Kokusu mis, gönlü tertemiz...

Hani en güzel yar...

Hani en yakın diyar...

Ne sevgisi anlatılabilir bir varlıktır o, ne özlemi...

Bu yüzden Mehmet Haberal`ın annesi hastayken, son günleri geçiriyorken helalleşemedi diye annesiyle, üzüldük hepimiz...

Adaletin adaletsizliğine verdik veriştirdik...

Bugün, CHP genel başkanı da, başbakana Haberal`ın annesi üzerinden yüklendi, “Mehmet Haberal`ın annesi anne değil mi?” diye sordu...

Evet o bir anne...

De...

Mehmet Haberal, annesinin cenazesinde kokteyl pozlarında kahkahalar atıyorsa “iyi bir evlat” değil benim için...

Eğri oturalım doğru konuşalım...

Annesi ölmüş, üç yıldır onu doğru dürüst görmemiş, hasta yatağında ziyaret edememiş, ölüme adım adım yaklaşırken annesi, bir helallik alamamış evlat, annesinin cenaze törenini, annesinin toprağa verilişini gördüğünde yıkılmalı değil mi?

Gözyaşlarını dışarı akıtamıyorsa bile içine akıtmalı...

Ama o kahkaha atıyor!

O sırada birisi, belki Deniz Feneri Davası`nın “Örgüt yoktur” sonucunu haber vermiş olabilir, İdris Naim Şahin`in “Biber gazı zararlı değildir” açıklaması konuşuluyor olabilir...

Kimse bana, “birisi bir şey söylemiştir, espri yapılmıştır, sinir krizidir, ne olduğunu bilmiyoruz ki” falan demesin, bu bahanelere sığınmasın, fotograf mevcut, gitsin baksın...

Elbette üzülmüştür, elbette içi kan ağlıyordur...

Buna eminim...

Ama o kahkahalar için çok erken... Çok...

Bu fotograf kime ait olsa haklı olarak eleştiri alır...

Bu yüzden fotografa iyi bakın...

Dikkatli bakarsanız, sanki ortada koyu bir sohbet var, sanki bir açılış kokteylinde buluşmuş siyasetçiler, ayak üstü sohbet...
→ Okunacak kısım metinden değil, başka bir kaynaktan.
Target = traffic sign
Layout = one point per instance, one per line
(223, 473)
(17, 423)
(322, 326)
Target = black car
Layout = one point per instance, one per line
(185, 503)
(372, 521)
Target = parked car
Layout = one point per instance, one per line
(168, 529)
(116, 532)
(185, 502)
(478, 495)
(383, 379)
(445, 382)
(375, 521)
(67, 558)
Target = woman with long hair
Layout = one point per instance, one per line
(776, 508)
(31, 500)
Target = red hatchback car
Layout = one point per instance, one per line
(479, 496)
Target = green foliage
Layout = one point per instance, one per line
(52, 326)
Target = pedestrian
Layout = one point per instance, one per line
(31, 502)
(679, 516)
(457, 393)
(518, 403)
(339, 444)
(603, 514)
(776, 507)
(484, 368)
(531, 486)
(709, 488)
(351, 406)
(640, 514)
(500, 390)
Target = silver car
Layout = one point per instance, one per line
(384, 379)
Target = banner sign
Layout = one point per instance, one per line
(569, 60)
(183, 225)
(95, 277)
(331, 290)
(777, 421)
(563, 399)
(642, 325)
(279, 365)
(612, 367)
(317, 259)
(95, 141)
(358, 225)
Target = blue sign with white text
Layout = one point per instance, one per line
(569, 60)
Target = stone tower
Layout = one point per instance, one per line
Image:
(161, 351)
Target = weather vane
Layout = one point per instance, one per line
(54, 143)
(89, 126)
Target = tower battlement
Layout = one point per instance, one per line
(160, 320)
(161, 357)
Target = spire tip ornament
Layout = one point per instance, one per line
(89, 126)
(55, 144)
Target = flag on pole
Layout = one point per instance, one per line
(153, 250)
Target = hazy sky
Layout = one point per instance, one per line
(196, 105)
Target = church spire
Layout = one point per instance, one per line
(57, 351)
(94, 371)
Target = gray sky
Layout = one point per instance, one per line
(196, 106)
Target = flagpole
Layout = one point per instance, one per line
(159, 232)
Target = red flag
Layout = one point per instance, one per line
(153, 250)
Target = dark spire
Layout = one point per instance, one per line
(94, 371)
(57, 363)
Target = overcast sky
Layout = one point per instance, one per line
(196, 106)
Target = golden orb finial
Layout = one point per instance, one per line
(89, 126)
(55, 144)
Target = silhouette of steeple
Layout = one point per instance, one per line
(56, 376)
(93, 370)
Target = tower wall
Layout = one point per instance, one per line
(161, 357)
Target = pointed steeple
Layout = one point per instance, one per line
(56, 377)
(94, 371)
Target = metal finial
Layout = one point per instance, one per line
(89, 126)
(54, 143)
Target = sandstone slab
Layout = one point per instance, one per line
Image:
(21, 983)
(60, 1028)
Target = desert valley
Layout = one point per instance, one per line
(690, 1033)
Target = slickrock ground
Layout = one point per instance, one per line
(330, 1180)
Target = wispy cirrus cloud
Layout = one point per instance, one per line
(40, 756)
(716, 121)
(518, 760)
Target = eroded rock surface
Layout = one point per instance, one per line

Kimse cenaze töreninde bulunduğunun farkında değil...

Üstelik bir annenin cenaze töreninde!

Bir de, evladının adını sayıklayarak bu dünyadan göçüp gitmiş bir anne...

....

Adaleti, Haberal ve onun gibi, yıllardır suçlarını bilemeden, onlara yöneltilen suçlar ispatlanamadan içeride yatanlar, seçildikleri halde içeriden çıkamayanlar için sorgulamak bana göre vatandaşlık görevidir, bu görevi ifa etmeye devam edeceğim elbette fakat bu resmi eleştirmek de insanlık görevidir...

Susamam...

Daha dün, bir gazetenin Meral Okay`ın ölümünün ardından yaptığı densizliği eleştirirken “ölüme ve ölene" saygıyı vurgulayarak yazmışken, bu görüntüyü es geçmez yakışmaz vicdanıma...

Annesinin cenaze törenini özgürlük kutlamasına dönüştürmesini hoş görmemi beklemesin kimse benden...

Alkolün şişede duramadığı gibi, özgürlük de hapishane de duramıyor belli ki...

Besbelli kahkahalardan, “zilzurna” özgürlük hali!